Looking at the costs involved in the Government’s Child Safety department farming out to agencies the care of hundreds of kids deemed too vulnerable to be placed with foster families, one suspects taxpayers are being fleeced. This is despite the screaming need for the children and teens to be safely housed. We all know that high levels of care come at a high price, but these sorts of costs?
How providers can charge up to
$1.4 million a year to look after a single child beggars belief. How taxpayers pay on average $400,000 to $650,000 a year per child is difficult to grasp. How agencies can then turn around and cut the numbers of carers raises questions.

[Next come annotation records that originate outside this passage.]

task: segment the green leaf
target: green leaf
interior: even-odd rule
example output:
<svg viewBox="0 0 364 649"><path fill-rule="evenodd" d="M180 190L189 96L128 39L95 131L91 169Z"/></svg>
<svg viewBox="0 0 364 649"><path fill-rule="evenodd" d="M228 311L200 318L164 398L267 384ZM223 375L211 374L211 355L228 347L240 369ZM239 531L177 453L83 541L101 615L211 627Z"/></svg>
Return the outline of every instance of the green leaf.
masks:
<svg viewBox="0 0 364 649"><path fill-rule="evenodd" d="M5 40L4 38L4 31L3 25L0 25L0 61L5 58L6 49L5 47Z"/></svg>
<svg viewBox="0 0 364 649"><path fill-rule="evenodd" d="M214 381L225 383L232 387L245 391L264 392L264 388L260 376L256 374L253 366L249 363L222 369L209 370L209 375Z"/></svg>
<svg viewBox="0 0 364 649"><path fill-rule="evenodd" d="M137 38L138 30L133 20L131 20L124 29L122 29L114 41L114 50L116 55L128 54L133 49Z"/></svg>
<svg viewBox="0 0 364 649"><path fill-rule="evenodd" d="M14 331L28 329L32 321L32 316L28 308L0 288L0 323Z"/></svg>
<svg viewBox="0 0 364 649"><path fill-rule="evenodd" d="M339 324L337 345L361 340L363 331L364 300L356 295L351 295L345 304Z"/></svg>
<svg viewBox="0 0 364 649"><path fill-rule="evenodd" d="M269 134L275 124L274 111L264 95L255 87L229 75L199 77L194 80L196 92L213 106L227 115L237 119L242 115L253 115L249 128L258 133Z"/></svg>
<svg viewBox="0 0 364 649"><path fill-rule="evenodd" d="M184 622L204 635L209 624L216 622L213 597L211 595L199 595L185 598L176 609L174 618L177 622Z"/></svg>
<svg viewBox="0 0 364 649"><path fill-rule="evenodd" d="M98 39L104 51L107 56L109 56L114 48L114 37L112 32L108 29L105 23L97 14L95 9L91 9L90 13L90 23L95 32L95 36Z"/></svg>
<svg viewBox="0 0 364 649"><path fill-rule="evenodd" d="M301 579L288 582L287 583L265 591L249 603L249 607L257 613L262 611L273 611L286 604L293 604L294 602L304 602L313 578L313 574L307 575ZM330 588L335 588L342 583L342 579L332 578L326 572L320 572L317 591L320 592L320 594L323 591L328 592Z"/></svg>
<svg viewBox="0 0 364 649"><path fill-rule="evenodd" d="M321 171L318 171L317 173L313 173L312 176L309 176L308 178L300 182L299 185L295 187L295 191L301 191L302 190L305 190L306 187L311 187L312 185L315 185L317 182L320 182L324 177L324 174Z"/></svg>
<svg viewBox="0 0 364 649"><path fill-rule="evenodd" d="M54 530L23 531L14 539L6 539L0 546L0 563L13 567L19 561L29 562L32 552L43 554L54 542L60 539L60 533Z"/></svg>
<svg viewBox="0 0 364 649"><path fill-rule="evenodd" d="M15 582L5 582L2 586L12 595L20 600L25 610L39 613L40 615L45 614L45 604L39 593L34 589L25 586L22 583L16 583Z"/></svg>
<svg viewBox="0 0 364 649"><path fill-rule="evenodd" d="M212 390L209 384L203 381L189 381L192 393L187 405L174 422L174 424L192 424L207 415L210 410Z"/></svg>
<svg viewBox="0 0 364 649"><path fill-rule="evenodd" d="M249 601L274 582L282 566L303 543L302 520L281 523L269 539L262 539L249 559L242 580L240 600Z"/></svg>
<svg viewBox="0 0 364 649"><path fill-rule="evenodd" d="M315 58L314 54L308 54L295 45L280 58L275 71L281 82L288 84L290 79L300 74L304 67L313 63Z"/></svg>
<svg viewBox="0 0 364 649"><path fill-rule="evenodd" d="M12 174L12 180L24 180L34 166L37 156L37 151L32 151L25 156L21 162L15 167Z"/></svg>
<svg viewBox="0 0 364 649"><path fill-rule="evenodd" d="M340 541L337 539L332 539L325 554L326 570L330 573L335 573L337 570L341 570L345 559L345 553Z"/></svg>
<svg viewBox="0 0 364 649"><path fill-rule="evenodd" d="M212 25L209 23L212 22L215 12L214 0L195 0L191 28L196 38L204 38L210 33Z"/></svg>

Then there are the allegations of mistreatment of kids and, as reported today, the heart-wrenching case of a youth who has been in 28 “placements’’ since he was two and is staring at life on the streets. It is in the treatment and the bleak prospects of these kids, the misery and reports of self harm, and the allegations of abuse that the tragedy behind the figures emerges.
Child Safety Minister Di Farmer says the challenging behaviours and complex issues of the children require services of trained professionals. That is understandable, but can she really expect people to swallow such costs, especially when the task has been shunted out to the private sector where the bottom line rules.